Re: [PATCH v4 02/13] locking/ww_mutex: Remove wakeups from under mutex::wait_lock

From: John Stultz
Date: Fri Jun 23 2023 - 20:42:22 EST


On Fri, Jun 23, 2023 at 5:21 AM Dietmar Eggemann
<dietmar.eggemann@xxxxxxx> wrote:
>
> Hi John,
>
> On 01/06/2023 07:58, John Stultz wrote:
> > From: Peter Zijlstra <peterz@xxxxxxxxxxxxx>
> >
> > In preparation to nest mutex::wait_lock under rq::lock we need to remove
> > wakeups from under it.
>
> [...]
>
> > Signed-off-by: Peter Zijlstra (Intel) <peterz@xxxxxxxxxxxxx>
> > Signed-off-by: Connor O'Brien <connoro@xxxxxxxxxx>
> > Signed-off-by: John Stultz <jstultz@xxxxxxxxxx>
> > ---
> > v2:
> > * Move wake_q_init() as suggested by Waiman Long
> > ---
> > include/linux/ww_mutex.h | 3 +++
> > kernel/locking/mutex.c | 8 ++++++++
> > kernel/locking/ww_mutex.h | 10 ++++++++--
> > 3 files changed, 19 insertions(+), 2 deletions(-)
> >
> > diff --git a/include/linux/ww_mutex.h b/include/linux/ww_mutex.h
> > index bb763085479a..9335b2202017 100644
> > --- a/include/linux/ww_mutex.h
> > +++ b/include/linux/ww_mutex.h
> > @@ -19,6 +19,7 @@
> >
> > #include <linux/mutex.h>
> > #include <linux/rtmutex.h>
> > +#include <linux/sched/wake_q.h>
> >
> > #if defined(CONFIG_DEBUG_MUTEXES) || \
> > (defined(CONFIG_PREEMPT_RT) && defined(CONFIG_DEBUG_RT_MUTEXES))
> > @@ -58,6 +59,7 @@ struct ww_acquire_ctx {
> > unsigned int acquired;
> > unsigned short wounded;
> > unsigned short is_wait_die;
> > + struct wake_q_head wake_q;
>
> you told me that there is already an issue in this patch even w/o PE
> when running `insmod /lib/modules/test-ww_mutex.ko`.
>
> The issue is related to Connor's version (1):
>
> https://lkml.kernel.org/r/20221003214501.2050087-2-connoro@xxxxxxxxxx
>
> struct ww_acquire_ctx {
>
> struct wake_q_head wake_q;
>
>
> __mutex_lock_common()
>
> if (ww_ctx)
> ww_ctx_wake(ww_ctx)
>
> wake_up_q(&ww_ctx->wake_q);
> wake_q_init(&ww_ctx->wake_q);
>
>
> Juri's version (2):
>
> https://lkml.kernel.org/r/20181009092434.26221-3-juri.lelli@xxxxxxxxxx
>
> __mutex_lock_common()
>
> DEFINE_WAKE_Q(wake_q) <-- !!!
>
> __ww_mutex_check_waiters(..., wake_q)
>
> __ww_mutex_die(..., wake_q)
>
> wake_q_add(wake_q, waiter->task)
>
> wake_up_q(&wake_q)
>
>
> `insmod /lib/modules/test-ww_mutex.ko` runs fine with (2) but not with
> (1) (both w/o the remaining PE patches).
>
> So to test the PE issues we talked about already which come with `[PATCH
> v4 09/13] sched: Add proxy execution` and CONFIG_PROXY_EXEC=y we need to
> fix (1) or go back to (2).
>
> I haven't found any clues why (2) was changed to (1) so far.

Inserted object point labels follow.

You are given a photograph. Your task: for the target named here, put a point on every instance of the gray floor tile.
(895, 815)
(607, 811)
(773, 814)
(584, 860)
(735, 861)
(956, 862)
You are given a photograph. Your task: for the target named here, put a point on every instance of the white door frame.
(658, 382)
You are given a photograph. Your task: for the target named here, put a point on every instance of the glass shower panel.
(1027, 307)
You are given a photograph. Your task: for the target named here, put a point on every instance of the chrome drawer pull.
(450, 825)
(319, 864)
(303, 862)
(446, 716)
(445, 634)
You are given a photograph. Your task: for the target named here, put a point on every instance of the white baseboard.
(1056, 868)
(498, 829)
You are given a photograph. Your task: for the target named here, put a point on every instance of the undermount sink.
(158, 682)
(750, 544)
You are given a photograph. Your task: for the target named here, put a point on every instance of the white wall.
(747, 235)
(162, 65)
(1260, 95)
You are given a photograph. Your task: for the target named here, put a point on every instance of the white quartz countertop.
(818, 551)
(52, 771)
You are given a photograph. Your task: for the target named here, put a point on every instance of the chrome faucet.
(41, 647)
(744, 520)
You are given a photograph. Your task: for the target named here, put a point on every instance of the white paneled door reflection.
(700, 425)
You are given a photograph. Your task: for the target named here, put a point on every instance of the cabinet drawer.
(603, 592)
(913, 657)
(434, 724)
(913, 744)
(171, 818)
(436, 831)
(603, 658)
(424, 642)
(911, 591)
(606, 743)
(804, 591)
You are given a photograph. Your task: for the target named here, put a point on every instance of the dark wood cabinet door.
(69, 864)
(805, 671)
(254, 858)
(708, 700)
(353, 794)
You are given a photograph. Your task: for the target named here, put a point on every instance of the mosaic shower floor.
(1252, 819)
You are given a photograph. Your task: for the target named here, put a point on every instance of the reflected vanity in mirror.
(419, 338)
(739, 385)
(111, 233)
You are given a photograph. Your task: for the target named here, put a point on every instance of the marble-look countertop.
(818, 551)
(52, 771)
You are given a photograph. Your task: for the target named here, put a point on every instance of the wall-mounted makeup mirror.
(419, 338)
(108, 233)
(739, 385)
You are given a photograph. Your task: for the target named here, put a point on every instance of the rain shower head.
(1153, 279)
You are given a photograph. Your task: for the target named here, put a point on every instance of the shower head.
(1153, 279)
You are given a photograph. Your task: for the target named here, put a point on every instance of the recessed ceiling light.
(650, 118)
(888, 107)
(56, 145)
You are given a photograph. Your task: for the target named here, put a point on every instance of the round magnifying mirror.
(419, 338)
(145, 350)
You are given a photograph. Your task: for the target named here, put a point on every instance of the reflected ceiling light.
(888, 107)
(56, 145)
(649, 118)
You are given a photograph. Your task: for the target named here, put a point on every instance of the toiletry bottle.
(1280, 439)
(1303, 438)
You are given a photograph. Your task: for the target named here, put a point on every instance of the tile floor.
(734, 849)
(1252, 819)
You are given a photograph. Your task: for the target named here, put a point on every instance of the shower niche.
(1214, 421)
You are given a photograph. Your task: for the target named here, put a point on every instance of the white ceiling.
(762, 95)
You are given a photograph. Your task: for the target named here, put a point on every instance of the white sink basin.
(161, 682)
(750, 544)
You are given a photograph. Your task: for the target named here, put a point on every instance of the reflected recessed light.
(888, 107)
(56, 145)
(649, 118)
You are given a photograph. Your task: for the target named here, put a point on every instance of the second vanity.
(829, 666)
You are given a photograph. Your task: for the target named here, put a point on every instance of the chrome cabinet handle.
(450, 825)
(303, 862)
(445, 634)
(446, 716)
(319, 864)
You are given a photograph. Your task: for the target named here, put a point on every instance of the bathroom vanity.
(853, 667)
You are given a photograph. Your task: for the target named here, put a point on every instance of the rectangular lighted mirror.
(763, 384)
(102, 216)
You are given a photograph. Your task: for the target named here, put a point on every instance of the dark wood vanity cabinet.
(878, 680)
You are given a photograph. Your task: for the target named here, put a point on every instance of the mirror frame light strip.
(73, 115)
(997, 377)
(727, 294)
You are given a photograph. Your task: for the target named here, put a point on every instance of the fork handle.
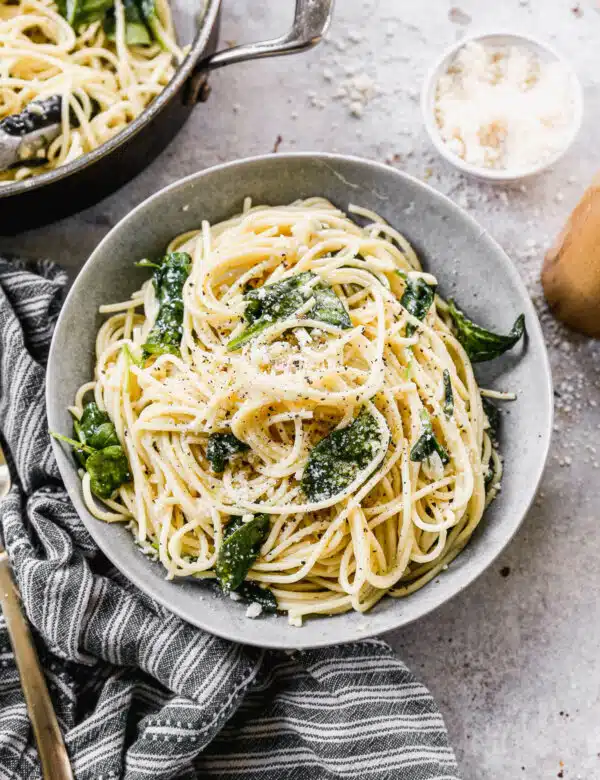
(51, 748)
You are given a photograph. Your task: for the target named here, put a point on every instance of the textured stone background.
(513, 661)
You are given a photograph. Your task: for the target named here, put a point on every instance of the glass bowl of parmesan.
(502, 106)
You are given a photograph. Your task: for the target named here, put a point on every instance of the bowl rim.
(309, 639)
(497, 174)
(206, 22)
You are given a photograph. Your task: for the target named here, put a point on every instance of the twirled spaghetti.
(104, 84)
(400, 521)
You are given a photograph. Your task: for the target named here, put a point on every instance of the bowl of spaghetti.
(92, 90)
(277, 391)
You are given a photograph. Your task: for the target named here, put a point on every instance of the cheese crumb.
(254, 610)
(504, 107)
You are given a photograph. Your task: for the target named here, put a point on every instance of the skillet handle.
(311, 21)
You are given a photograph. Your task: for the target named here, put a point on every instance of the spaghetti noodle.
(396, 521)
(104, 84)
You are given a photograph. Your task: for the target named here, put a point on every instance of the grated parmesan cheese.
(504, 107)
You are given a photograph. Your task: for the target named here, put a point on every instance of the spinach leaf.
(240, 549)
(136, 32)
(448, 394)
(99, 451)
(108, 469)
(95, 428)
(337, 459)
(493, 414)
(221, 446)
(80, 12)
(168, 280)
(427, 444)
(416, 299)
(481, 344)
(275, 302)
(252, 593)
(80, 451)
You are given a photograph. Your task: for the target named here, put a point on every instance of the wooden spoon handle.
(51, 748)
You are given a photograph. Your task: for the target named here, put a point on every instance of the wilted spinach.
(416, 299)
(98, 450)
(427, 444)
(80, 12)
(448, 394)
(253, 593)
(136, 32)
(337, 459)
(95, 428)
(274, 302)
(168, 279)
(239, 550)
(142, 25)
(481, 344)
(220, 447)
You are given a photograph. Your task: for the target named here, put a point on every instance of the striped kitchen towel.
(138, 692)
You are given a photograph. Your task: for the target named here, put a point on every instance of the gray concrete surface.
(513, 661)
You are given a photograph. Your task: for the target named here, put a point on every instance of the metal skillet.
(41, 199)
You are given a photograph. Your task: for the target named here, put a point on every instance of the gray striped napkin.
(138, 692)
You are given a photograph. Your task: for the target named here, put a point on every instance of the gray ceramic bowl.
(468, 264)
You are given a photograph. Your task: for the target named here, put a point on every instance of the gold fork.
(51, 748)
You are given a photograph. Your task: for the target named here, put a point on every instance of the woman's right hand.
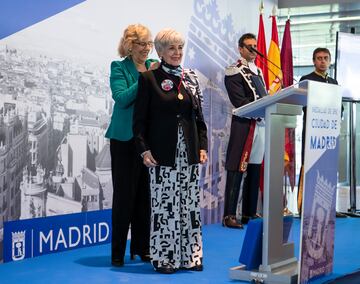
(149, 160)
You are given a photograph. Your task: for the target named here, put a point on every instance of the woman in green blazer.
(131, 204)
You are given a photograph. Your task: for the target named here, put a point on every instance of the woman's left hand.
(203, 156)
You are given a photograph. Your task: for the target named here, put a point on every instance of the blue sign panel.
(16, 15)
(34, 237)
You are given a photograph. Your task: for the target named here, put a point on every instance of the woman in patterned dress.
(170, 134)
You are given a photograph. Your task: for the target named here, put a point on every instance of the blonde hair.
(131, 34)
(166, 37)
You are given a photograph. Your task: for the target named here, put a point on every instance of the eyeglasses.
(143, 44)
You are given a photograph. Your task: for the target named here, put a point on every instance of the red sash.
(247, 148)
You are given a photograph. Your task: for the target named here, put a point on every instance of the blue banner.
(16, 15)
(38, 236)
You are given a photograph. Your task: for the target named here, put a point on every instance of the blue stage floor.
(221, 251)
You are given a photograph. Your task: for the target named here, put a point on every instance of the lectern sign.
(320, 180)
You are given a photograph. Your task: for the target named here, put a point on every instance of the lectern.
(279, 264)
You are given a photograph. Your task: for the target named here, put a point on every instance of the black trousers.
(250, 191)
(131, 200)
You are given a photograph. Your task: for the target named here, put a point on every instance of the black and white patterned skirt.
(175, 235)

Right. I don't have context for why, but moving the wake_q to the
ww_ctx does seem to break the wake_q assumptions, and results in lost
wakeups.

In my current tree, I've switched back to Juri's older version of the
patch, but adding one fix from Connor's, and with that the patch
doesn't run into this trouble.

That said, I still am catching and debugging problems with later
patches in the series, which has required breaking up the core proxy
change into much finer grained changes so I can debug what's going
wrong. My v5 patch set will reflect this.

thanks
-john